If these parameters (urine microscopy and biochemistry, serum concentrations of urea, creatinine and uric acid,) are monitored in the course of the cytostatic therapy, the acute impairment of the kidneys can be diagnosed early. Most patients experience some spontaneous recovery from acute nephrotoxicity after completing antineoplastic therapy. It is recommended to monitor these patients thoroughly as they represent a risk group for the development of possible irreversible changes of renal function [4]. A question, therefore, appears of whether in the initial phases of cytostatic therapy another biochemical parameters should be monitored, which would signalize milder changes in the glomerular and/or tubular renal functions and what parameters must be monitored to detect late nephrotoxic effects.

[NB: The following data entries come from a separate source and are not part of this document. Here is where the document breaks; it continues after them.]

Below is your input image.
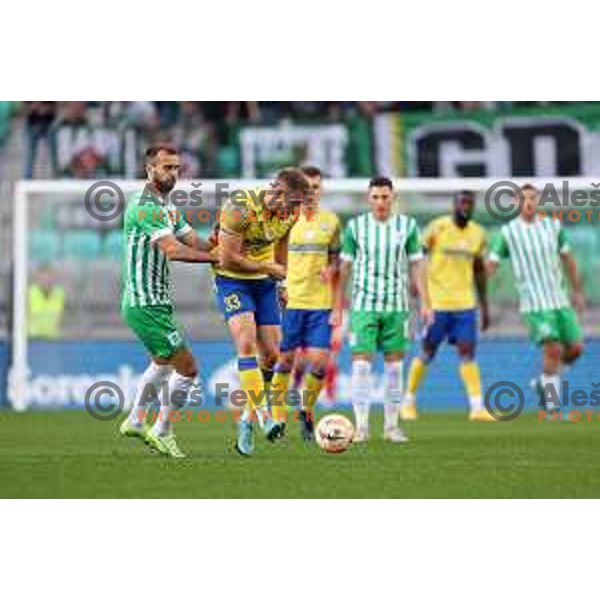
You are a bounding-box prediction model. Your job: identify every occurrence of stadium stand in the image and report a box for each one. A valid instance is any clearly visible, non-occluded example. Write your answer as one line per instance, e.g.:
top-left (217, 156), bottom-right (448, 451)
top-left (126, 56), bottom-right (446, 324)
top-left (0, 102), bottom-right (600, 339)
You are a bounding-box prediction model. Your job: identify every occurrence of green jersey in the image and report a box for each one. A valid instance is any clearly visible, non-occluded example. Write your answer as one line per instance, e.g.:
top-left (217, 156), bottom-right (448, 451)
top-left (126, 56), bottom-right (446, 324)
top-left (489, 218), bottom-right (570, 313)
top-left (342, 213), bottom-right (423, 312)
top-left (121, 192), bottom-right (192, 308)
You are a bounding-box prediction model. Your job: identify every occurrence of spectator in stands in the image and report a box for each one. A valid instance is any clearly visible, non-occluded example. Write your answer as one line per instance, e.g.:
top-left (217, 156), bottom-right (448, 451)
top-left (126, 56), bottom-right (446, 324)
top-left (24, 102), bottom-right (56, 179)
top-left (27, 264), bottom-right (65, 340)
top-left (0, 100), bottom-right (17, 181)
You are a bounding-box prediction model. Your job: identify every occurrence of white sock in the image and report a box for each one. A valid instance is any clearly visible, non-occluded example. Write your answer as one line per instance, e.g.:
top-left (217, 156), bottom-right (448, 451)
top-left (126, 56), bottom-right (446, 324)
top-left (383, 360), bottom-right (402, 429)
top-left (152, 371), bottom-right (196, 436)
top-left (540, 373), bottom-right (560, 410)
top-left (351, 360), bottom-right (372, 431)
top-left (129, 362), bottom-right (173, 427)
top-left (469, 396), bottom-right (483, 412)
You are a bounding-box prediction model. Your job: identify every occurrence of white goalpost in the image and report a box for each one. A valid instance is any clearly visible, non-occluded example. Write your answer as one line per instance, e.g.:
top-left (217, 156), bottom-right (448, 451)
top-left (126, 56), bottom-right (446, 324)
top-left (8, 177), bottom-right (595, 410)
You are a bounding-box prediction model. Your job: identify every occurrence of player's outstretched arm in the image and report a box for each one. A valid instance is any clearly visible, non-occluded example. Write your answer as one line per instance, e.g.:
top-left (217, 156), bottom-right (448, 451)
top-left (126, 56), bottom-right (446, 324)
top-left (409, 258), bottom-right (433, 326)
top-left (473, 256), bottom-right (490, 331)
top-left (181, 229), bottom-right (216, 252)
top-left (560, 252), bottom-right (585, 313)
top-left (219, 228), bottom-right (286, 279)
top-left (156, 235), bottom-right (219, 263)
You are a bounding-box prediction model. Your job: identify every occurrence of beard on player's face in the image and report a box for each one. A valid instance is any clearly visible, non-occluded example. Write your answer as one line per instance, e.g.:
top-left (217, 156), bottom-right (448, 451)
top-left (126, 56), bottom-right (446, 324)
top-left (152, 174), bottom-right (177, 194)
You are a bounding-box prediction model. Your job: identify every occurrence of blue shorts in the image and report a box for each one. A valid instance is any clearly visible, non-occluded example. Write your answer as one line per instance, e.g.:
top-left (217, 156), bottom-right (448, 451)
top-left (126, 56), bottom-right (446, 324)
top-left (215, 275), bottom-right (281, 325)
top-left (423, 308), bottom-right (477, 346)
top-left (281, 308), bottom-right (331, 352)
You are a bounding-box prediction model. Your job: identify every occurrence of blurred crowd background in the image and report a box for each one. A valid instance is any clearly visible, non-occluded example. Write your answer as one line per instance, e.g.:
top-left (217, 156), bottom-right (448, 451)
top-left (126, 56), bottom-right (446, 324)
top-left (0, 101), bottom-right (600, 339)
top-left (0, 101), bottom-right (580, 180)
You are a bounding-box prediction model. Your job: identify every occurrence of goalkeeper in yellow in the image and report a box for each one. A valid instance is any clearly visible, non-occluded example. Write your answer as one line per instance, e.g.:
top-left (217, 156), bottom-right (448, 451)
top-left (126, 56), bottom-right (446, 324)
top-left (272, 166), bottom-right (341, 441)
top-left (215, 168), bottom-right (308, 456)
top-left (400, 191), bottom-right (494, 421)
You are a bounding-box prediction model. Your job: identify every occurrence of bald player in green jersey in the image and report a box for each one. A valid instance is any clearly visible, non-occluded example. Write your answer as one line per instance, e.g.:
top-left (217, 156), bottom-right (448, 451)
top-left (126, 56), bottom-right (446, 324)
top-left (486, 185), bottom-right (585, 412)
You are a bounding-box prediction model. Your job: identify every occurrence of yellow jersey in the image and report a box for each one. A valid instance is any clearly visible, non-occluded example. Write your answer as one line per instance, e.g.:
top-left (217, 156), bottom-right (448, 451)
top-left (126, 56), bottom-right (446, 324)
top-left (287, 208), bottom-right (340, 310)
top-left (215, 190), bottom-right (297, 279)
top-left (423, 216), bottom-right (486, 310)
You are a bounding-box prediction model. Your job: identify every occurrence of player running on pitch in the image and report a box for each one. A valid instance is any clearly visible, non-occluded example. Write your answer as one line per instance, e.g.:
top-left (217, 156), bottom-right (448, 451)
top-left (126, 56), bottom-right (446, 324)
top-left (215, 168), bottom-right (308, 455)
top-left (400, 192), bottom-right (495, 421)
top-left (486, 184), bottom-right (585, 411)
top-left (341, 177), bottom-right (431, 442)
top-left (273, 167), bottom-right (341, 441)
top-left (120, 144), bottom-right (218, 458)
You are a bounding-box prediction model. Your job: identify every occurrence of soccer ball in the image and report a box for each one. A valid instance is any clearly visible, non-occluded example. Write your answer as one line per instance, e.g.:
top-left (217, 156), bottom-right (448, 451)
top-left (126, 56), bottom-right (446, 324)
top-left (315, 415), bottom-right (354, 454)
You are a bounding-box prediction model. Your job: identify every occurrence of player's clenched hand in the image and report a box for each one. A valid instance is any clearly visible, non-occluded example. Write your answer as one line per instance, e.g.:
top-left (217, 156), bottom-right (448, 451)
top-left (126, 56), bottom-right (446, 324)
top-left (329, 308), bottom-right (342, 327)
top-left (573, 292), bottom-right (585, 313)
top-left (479, 306), bottom-right (490, 331)
top-left (279, 286), bottom-right (288, 308)
top-left (264, 263), bottom-right (286, 279)
top-left (319, 266), bottom-right (333, 283)
top-left (419, 306), bottom-right (433, 327)
top-left (210, 246), bottom-right (223, 267)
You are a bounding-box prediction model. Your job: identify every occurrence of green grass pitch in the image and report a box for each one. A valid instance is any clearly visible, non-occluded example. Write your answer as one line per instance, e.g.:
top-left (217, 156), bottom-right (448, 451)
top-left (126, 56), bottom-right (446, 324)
top-left (0, 411), bottom-right (600, 498)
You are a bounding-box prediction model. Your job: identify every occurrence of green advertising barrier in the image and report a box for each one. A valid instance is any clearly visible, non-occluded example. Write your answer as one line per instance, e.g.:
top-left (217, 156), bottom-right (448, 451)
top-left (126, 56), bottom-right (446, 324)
top-left (373, 102), bottom-right (600, 177)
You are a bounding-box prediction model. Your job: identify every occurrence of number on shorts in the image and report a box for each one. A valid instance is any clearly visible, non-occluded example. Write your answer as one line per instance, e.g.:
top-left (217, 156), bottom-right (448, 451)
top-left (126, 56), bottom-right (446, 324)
top-left (167, 331), bottom-right (181, 347)
top-left (224, 294), bottom-right (241, 312)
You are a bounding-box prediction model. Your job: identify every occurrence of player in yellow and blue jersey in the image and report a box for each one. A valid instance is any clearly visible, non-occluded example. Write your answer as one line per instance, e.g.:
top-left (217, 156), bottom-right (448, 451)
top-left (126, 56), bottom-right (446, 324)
top-left (401, 191), bottom-right (494, 421)
top-left (215, 168), bottom-right (308, 455)
top-left (273, 166), bottom-right (341, 441)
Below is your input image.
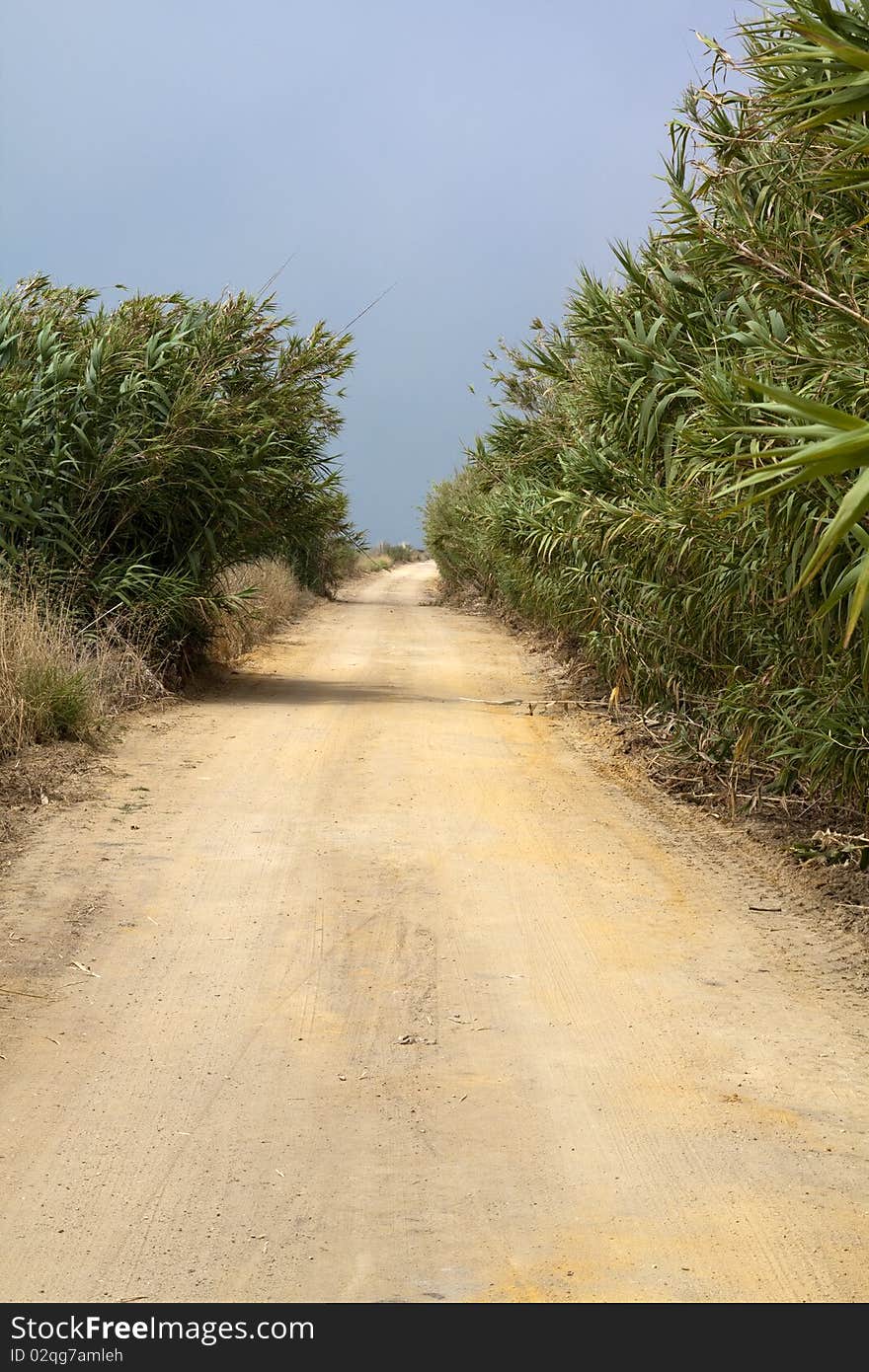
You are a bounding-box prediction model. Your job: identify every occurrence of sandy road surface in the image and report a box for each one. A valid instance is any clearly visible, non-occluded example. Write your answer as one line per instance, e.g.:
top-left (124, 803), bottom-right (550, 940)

Literary data state that patient should be followed up after cessation of therapy with such tests: urinalysis, urinary creatinine and calcium, β2-microglobulin, glomerular filtration rate, tubular phosphorus reabsorption, and ultrasonography [5].

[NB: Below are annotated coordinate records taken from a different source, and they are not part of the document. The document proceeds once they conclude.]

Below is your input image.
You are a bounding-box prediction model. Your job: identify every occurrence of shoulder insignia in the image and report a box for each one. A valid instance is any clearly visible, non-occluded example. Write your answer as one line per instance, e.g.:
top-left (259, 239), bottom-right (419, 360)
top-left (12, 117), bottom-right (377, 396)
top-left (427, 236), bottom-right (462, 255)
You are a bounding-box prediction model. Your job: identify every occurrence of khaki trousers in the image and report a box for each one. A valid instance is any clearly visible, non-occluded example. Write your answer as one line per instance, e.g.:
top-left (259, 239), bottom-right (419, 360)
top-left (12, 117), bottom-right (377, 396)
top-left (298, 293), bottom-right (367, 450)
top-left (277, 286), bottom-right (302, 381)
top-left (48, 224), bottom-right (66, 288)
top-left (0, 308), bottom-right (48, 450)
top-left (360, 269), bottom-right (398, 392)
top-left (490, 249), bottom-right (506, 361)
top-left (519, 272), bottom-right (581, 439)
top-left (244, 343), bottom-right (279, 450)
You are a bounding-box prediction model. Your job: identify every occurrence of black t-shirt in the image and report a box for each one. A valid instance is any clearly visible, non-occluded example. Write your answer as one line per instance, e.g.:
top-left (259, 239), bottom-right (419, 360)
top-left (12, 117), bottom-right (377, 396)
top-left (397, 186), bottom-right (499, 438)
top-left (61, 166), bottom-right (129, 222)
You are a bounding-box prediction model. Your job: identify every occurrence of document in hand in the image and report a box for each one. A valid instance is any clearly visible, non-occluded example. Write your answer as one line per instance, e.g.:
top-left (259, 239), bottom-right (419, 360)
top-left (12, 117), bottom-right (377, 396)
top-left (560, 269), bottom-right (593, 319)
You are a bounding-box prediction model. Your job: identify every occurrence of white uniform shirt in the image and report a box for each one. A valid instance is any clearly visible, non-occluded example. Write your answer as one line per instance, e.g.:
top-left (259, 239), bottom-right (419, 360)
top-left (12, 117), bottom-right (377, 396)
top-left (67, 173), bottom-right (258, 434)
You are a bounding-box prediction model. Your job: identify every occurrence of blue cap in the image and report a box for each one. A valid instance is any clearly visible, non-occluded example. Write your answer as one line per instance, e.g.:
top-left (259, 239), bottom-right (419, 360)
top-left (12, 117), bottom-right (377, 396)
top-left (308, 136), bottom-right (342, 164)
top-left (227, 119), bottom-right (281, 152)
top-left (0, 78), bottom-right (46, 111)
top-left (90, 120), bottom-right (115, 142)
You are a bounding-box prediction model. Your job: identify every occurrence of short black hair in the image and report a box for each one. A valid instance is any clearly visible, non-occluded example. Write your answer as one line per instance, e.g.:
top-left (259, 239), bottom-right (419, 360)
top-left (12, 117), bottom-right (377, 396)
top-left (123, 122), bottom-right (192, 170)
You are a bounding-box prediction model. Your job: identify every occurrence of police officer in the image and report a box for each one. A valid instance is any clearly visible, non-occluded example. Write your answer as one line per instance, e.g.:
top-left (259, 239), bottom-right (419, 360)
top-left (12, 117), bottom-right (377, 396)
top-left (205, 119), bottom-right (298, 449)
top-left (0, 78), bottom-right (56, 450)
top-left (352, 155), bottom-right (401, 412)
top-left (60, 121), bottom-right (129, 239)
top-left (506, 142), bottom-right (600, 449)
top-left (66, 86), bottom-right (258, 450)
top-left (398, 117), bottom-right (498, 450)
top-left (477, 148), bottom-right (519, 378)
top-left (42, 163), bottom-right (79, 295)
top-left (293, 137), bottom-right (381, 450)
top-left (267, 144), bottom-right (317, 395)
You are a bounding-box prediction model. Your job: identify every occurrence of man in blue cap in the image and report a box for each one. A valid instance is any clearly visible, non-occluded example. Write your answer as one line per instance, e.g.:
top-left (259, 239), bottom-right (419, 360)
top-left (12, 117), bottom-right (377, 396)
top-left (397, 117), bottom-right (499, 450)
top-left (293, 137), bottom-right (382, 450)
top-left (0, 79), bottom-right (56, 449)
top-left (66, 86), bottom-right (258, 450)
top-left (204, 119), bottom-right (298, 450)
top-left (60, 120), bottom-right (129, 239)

The most frequent findings signalizing the renal impairment are proteinuria and impairment of the concentration ability of the kidneys [3]. In case of any abnormality, further detailed tests should be performed and renal scan with DMSA or 99Tc-mercaptoacetyltriglycine (MAG-3) seem to be very predictive for renal damage [5]. In our case, the pathogenesis and the role of hydronephrosis is not completely clear. The diagnosis of intermittent hydronephrosis is suggested by the presence of an accessory vessel as an extrinsic obstacle to urinary flow and several normal renal ultrasound examinations. Classically the main clinical symptom of intermittent hydronephrosis is recurrent abdominal/flank pain, usually accompanied by nausea and vomiting [6, 7]. Other symptoms can be urinary infection, hematuria [7]. Abdominal pain and nausea could have passed without investigation during the course of chemotherapy because of being attributed to the side effects of chemotherapy. At the terminal stage of renal damage with increased diuresis of nonconcentrated urine, hydronephrosis became permanent but did not cause symptoms. In case of intermittent hydronephrosis, surgical indications are difficult to standardize. Important hydronephrosis should be demonstrated on imaging studies (ultrasonography, intravenous urography, and diuretic renography) during an episode of pain [6, 7]. Between obstructive episodes, renal pelvic wall thickening can be seen on ultrasonography [6]. Color Doppler ultrasonography helps to suspect an aberrant renal vessel. It is reported that these children show a greater reduction in differential renal function preoperatively, in contrast to patients without crossing vessel, therefore, recommending an early pyeloplasty [8]. General consensus is to perform nephrectomy if the kidney comprises less than 10 percent of differential function as assessed by a nuclear scan, probably with exceptions in small children and bilateral renal damage. Having only hypothesis of the development of renal damage in our case, we recommend that children with dilatation of renal collecting system and malignant disease should be carefully evaluated and followed.